Anders als viele Formakrobaten der Gegenwartsarchitektur ging Frei Otto beim Entwerfen stets von einem soliden ingenieurtechnischen Fundament aus. Angefangen mit seiner Dissertation zum Thema »Das hängende Dach« von 1952 forschte, experimentierte und publizierte er bis ins hohe Alter ohne Unterlass. Mit Bezug auf Louis Kahns Diktum, dass ein Ziegelstein auf die Frage, was er werden wolle, stets antworten würde »Ein Bogen!«, sagte Shigeru Ban einmal: »Ich denke, dass Frei Otto derjenige Architekt war, der die Luft gefragt hat, was sie werden will.«

Schon 2011 hat Frei Otto sein komplettes Werkarchiv dem Südwestdeutschen Archiv für Architektur und Ingenieurbau (saai) in Karlsruhe hinterlassen. Es umfasst allein 429 Modelle, von denen knapp die Hälfte nun in der groß angelegten Ausstellung »Frei Otto. Denken in Modellen« zu sehen ist.

Selten ist in Deutschland Architektur so raumgreifend und einprägsam im Museum inszeniert worden. Verantwortlich dafür zeichnete Marc Frohn vom deutsch-chilenischen Architekturbüro FAR frohn&rohas. Fast so groß wie ein Fußballfeld ist die Ausstellungsfläche, die – ohne Unterteilung durch Stellwände - zwei der zehn Lichthöfe des Karlsruher ZKM umfasst. Im einen der beiden steht ein gut 50 Meter langer Modelltisch, in dem anderen kleinere Holztische mit Fotografien natürlicher Strukturen, die Frei Otto als Vorbild und Inspirationsquelle dienten.

Umgeben ist das Ganze von 18 überdimensionalen Archivregalen, deren Exponate – darunter Konstruktionspläne bis zum Maßstab 1:1, weitere Fotografien und historische Filmaufnahmen - wichtige Stationen aus Frei Ottos Leben und Werk illustrieren. Hier liegen auch die 40 »IL-Mitteilungen« aus, die das von Otto geleitete Institut für Leichte Flächentragwerke an der Universität Stuttgart zwischen 1971 und 2004 publiziert hat.

Auch die gemeinsam mit Christoph Ingenhoven entwickelten Bahnsteigüberdachungen für Stuttgart 21, Frei Ottos letztes großes Werk (von dem er sich 2009 wieder distanzierte) sind in Karslruhe mit zahlreichen Arbeitsmodellen dokumentiert. Die High-Tech-Ästhetik, die den Neubau nach seiner Fertigstellung auszeichnen dürfte, steht im krassen Widerspruch zu der handgebastelten Ästhetik dieser (und erst recht vieler älterer) Modelle in der Ausstellung. In Zeiten von BIM, fünfachsigen Fräsmaschinen und 3-D-Druck ist es kaum noch zu glauben, dass Deutschlands teuerster Bahnhof vor 20 Jahren einmal aus Gipsbinden, Draht und Netzstrümpfen modelliert wurde.
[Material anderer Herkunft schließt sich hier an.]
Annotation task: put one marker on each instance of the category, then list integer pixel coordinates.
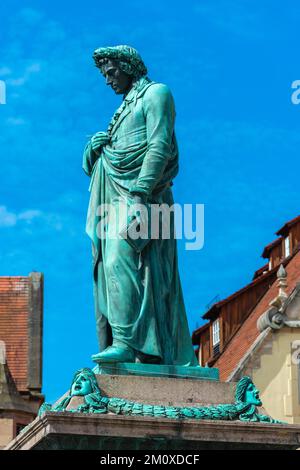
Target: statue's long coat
(138, 296)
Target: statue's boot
(115, 353)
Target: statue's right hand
(99, 139)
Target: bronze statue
(139, 305)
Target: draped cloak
(138, 296)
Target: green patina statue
(85, 384)
(140, 313)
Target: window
(200, 355)
(216, 332)
(287, 246)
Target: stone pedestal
(65, 430)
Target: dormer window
(287, 246)
(270, 265)
(216, 337)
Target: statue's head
(84, 382)
(246, 392)
(121, 66)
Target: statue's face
(119, 81)
(252, 395)
(81, 385)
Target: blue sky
(230, 65)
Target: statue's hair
(127, 58)
(241, 388)
(91, 376)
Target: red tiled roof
(214, 309)
(268, 248)
(248, 332)
(287, 225)
(259, 272)
(197, 332)
(14, 310)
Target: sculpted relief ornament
(85, 385)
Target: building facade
(21, 327)
(256, 330)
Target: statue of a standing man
(139, 305)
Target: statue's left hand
(99, 139)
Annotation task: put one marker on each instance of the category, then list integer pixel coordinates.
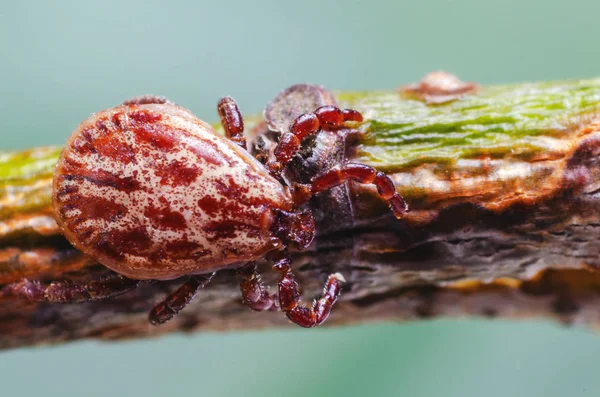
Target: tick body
(153, 193)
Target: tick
(153, 193)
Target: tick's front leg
(289, 295)
(232, 121)
(325, 117)
(363, 174)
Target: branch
(503, 188)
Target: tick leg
(174, 303)
(289, 296)
(232, 120)
(254, 294)
(364, 174)
(325, 117)
(66, 292)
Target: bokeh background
(62, 60)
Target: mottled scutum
(153, 193)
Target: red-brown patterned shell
(152, 192)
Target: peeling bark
(503, 187)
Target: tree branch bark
(504, 222)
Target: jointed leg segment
(364, 174)
(328, 117)
(179, 299)
(254, 294)
(232, 121)
(289, 296)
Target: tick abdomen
(152, 192)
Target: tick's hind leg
(289, 296)
(179, 299)
(66, 292)
(364, 174)
(232, 121)
(254, 294)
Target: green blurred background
(62, 60)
Mammutschau (fast) ohne Wegweiser
Gemessen an der Fülle der Exponate, ist diese Ausstellung fraglos die umfassendste, die über Frei Otto je gezeigt wurde. Umso mehr überrascht es, dass ihr Besuch in eineinhalb Stunden locker zu bewältigen ist. Das wiederum hat mit dem inhaltlichen Konzept zu tun: Statt dem Verständnis mit Erläuterungen zu Frei Ottos Bauten und Entwürfen nachzuhelfen, versuchen Kurator Georg Vrachliotis und sein Team, die Ausstellungsobjekte für sich sprechen zu lassen. Allerdings sprechen sie eben nicht alle und erst recht nicht zu jedermann, zumal eine Binnengliederung innerhalb der drei großen Ausstellungsbereiche (Modelllandschaft, Offenes Archiv und »Frei Ottos Kosmos«) weitgehend fehlt.
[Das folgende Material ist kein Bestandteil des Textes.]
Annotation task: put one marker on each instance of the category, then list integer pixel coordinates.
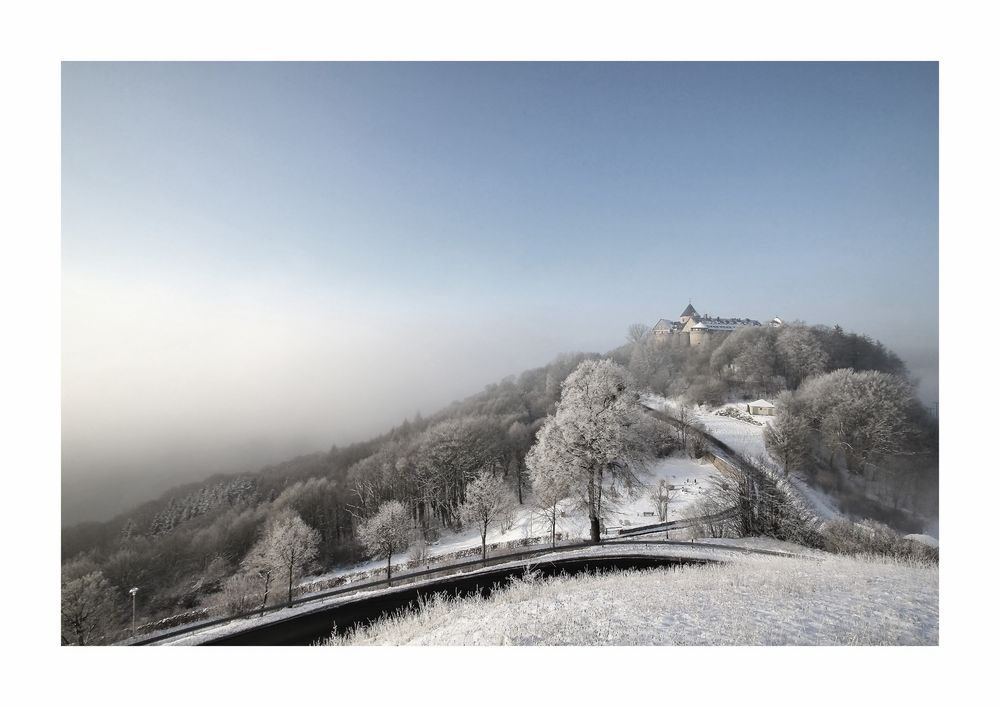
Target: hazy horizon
(261, 260)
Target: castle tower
(699, 333)
(688, 313)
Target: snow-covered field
(747, 439)
(688, 477)
(755, 600)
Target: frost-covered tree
(596, 434)
(659, 494)
(551, 483)
(486, 501)
(87, 608)
(294, 546)
(286, 549)
(800, 354)
(787, 436)
(862, 414)
(637, 332)
(386, 533)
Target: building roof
(720, 324)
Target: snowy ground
(748, 439)
(714, 549)
(754, 600)
(689, 477)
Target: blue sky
(420, 230)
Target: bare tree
(552, 484)
(637, 332)
(386, 533)
(787, 436)
(87, 607)
(659, 494)
(294, 546)
(486, 501)
(260, 563)
(596, 433)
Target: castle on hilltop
(694, 329)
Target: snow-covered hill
(755, 600)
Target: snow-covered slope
(750, 601)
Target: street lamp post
(133, 591)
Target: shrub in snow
(737, 414)
(869, 537)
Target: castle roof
(720, 324)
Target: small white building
(760, 407)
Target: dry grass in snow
(752, 601)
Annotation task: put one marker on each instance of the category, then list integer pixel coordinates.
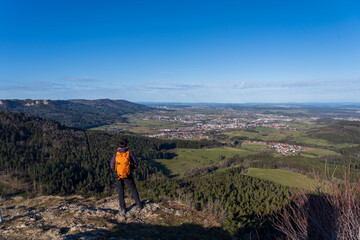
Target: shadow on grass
(163, 169)
(147, 231)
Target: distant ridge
(79, 113)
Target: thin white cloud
(77, 79)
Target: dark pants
(120, 186)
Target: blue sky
(181, 51)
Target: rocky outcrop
(74, 217)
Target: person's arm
(112, 163)
(134, 160)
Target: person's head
(123, 143)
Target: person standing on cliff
(123, 163)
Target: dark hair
(123, 143)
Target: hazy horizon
(181, 51)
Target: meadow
(189, 159)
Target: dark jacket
(134, 162)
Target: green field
(253, 146)
(271, 134)
(283, 177)
(188, 159)
(140, 126)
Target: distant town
(199, 126)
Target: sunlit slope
(188, 159)
(283, 177)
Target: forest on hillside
(57, 160)
(76, 113)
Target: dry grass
(332, 213)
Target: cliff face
(53, 217)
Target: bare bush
(331, 213)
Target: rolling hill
(77, 113)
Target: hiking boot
(122, 215)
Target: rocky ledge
(53, 217)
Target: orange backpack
(122, 164)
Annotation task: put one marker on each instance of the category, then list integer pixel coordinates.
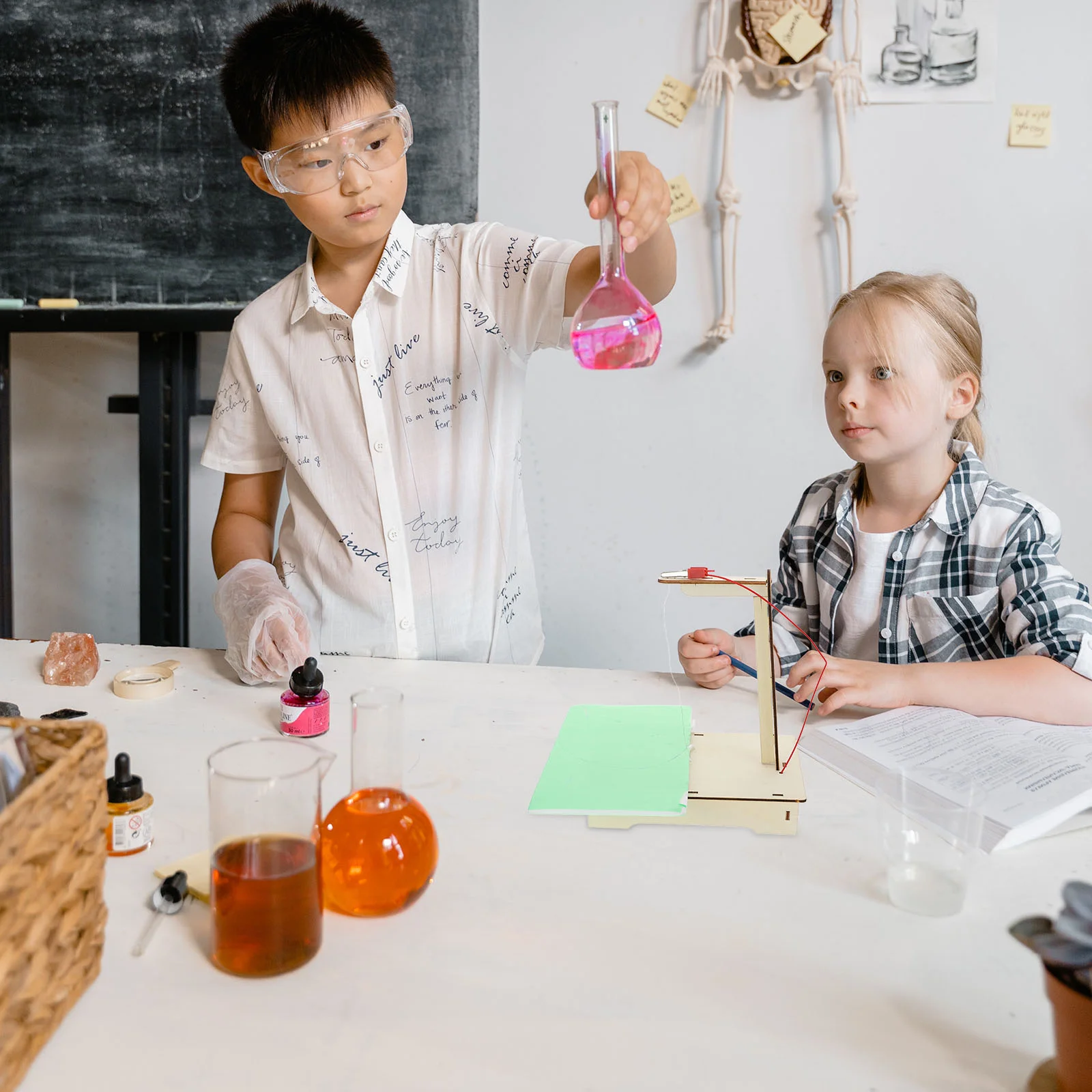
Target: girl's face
(889, 411)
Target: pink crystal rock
(71, 660)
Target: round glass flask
(379, 846)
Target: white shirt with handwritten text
(399, 429)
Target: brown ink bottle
(130, 811)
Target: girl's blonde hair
(948, 314)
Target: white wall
(700, 459)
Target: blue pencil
(747, 670)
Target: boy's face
(356, 213)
Die Modelle wirken eher willkürlich auf dem großen Tisch verteilt und sind auch nur teilweise beschriftet. Über weite Strecken ist man hier auf die mühsame Navigation mit einem Lageplan angewiesen. Schlüsselwerke wie der Expo-Pavillon von 1967 in Montreal tauchen an drei, vier Stellen der Ausstellung in unterschiedlichen Zusammenhängen auf. Erläuterungen zu den einzelnen Projekten fehlen fast völlig – dabei wären sie gerade bei dem einen oder anderen unbekannteren Entwurf interessant gewesen. Wer Näheres erfahren will, ist auf den 450-seitigen Katalog angewiesen, der mit seiner grobpixeligen Schwarzweiß-Ästhetik nahtlos an die IL-Mitteilungen früherer Jahre anknüpft.
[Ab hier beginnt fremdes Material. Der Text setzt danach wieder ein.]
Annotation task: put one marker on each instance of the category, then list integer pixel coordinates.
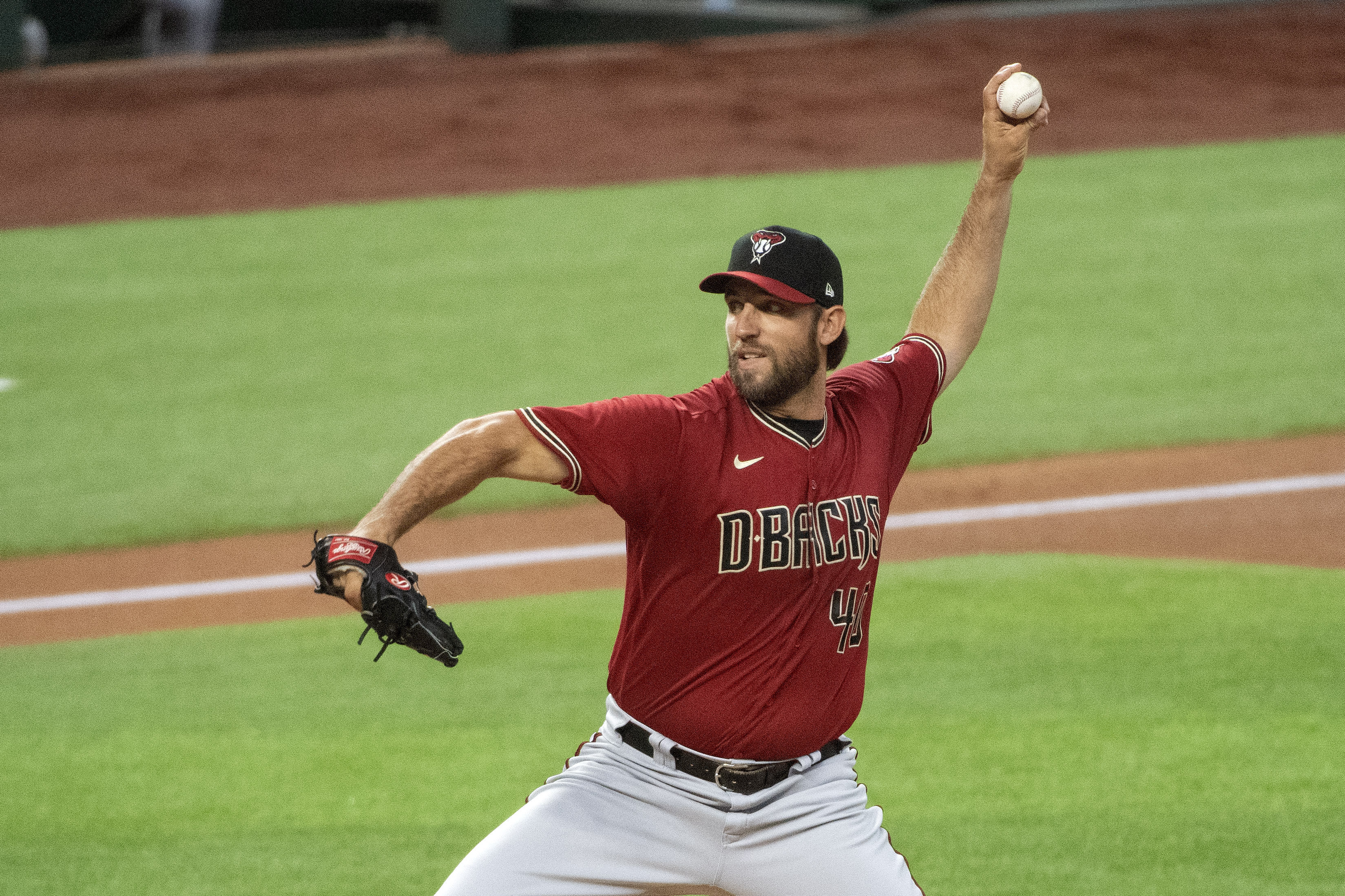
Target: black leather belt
(739, 778)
Kenner der Materie dürften damit fraglos zurechtkommen. Doch für ein Haus, das ein bunt gefächertes Publikum ansprechen will wie das ZKM, gibt sich diese groß angelegte Rückblende merkwürdig wortkarg; fast als sei zu Frei Ottos Leben und Werk bereits alles gesagt. Das mag so sein nach all dem Pritzker-Medienrummel um Frei Otto 2015 – doch mit dieser Haltung wird zugleich die Chance verschenkt, das Werk eines großen Architekten einer breiteren Öffentlichkeit zugänglich zu machen.